I submitted some patches to ZBar to improve this. See also my answer to this stack overflow question:
> The default interpretation for QR Code is ECI 000020 representing the JIS8 and Shift JIS character sets.
> 8.3.4 8-bit Byte Mode
> The 8-bit byte mode handles the 8-bit Latin/Kana character set in accordance with JIS X 0201 (character values 00HEX to FFHEX).
> In this mode data is encoded at a density of 8 bits/character.
> 8.4.4 8-bit Byte Mode
> In this mode, one 8 bit codeword directly represents the JIS8 character value of the input data character as shown in Table 6, i.e. a density of 8 bits/character.
> In ECIs other than the default ECI, it represents an 8-bit byte value
directly.
So it's just an 8 bit value that may or may not represent a JIS8 character. The referenced table 6 is a lot like the table in the article linked above but for JIS8 instead.

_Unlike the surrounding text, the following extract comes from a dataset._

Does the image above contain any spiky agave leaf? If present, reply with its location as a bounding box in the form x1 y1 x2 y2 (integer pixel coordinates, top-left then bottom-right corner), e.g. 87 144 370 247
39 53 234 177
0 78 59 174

There are reserved/unused characters but I didn't get the impression that they were invalid. It seems contradictory to me to prohibit the use of bytes which may be in use in the future. Is this incorrect?
Gives me the same impression. Plenty of "should not"s and even historical examples where people did something with those characters anyway. So it didn't seem like a big deal to me that binary data might contain those bytes. It even says many unassigned characters were assigned in newer standards which also happens often in Unicode.

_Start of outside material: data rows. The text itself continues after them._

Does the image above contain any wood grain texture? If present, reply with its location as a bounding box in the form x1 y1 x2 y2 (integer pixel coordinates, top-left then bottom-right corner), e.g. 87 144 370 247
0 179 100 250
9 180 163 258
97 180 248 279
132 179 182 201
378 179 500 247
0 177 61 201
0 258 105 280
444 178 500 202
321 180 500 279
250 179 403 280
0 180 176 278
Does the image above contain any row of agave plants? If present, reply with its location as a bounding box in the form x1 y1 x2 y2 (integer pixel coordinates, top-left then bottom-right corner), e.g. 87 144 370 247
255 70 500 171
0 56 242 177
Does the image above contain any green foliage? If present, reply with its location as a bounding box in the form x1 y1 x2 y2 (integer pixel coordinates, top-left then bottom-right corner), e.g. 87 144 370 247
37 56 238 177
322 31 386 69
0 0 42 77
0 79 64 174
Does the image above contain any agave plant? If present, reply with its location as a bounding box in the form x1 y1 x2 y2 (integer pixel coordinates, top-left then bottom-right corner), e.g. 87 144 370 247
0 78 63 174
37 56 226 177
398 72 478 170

> Even in Byte mode, a typical QR code reader tries to interpret a byte sequence as text encoded in UTF-8 or ISO/IEC 8859-1.
> Thus, QR codes cannot be used to encode arbitrary binary data directly.
The implication being that it would work if only we could fix those decoders so they stop trying to convert data to text.
That's been my exact experience. The binary decoding problems in zbar were due to character encoding conversion attempts. I just made it output the bytes unchanged and it worked perfectly with arbitrary binary data. I also studied zxing-cpp and it does both: it converts the binary data to text and keeps a copy of the original bytes. There's even comments saying the standard isn't clear.
Base45 is an inefficient way to store binary data, as are all of the BaseXYZ encodings that by all rights should already be relegated to the dustbin of history in the 21st century...
Unlike many baseXX encodings, base45 has an advantage of actually being undone by the alphanumeric mode. Granted, it is still unfortunate that base45 has its uses (because many QR decoders do not properly handle 8-bit data) but inefficiency is not its deficiency.
Oh yes sorry you're right. When using alphanumeric mode you only get a small amount of binary encoding bloat (3%) with base45.
But even with binary data encoded to baseXX, you still need to decide what the byte stream means. I was mainly looking at how to efficiently encode a hierarchical document containing the most common data types (that anyone can decode and inspect) into a QR code.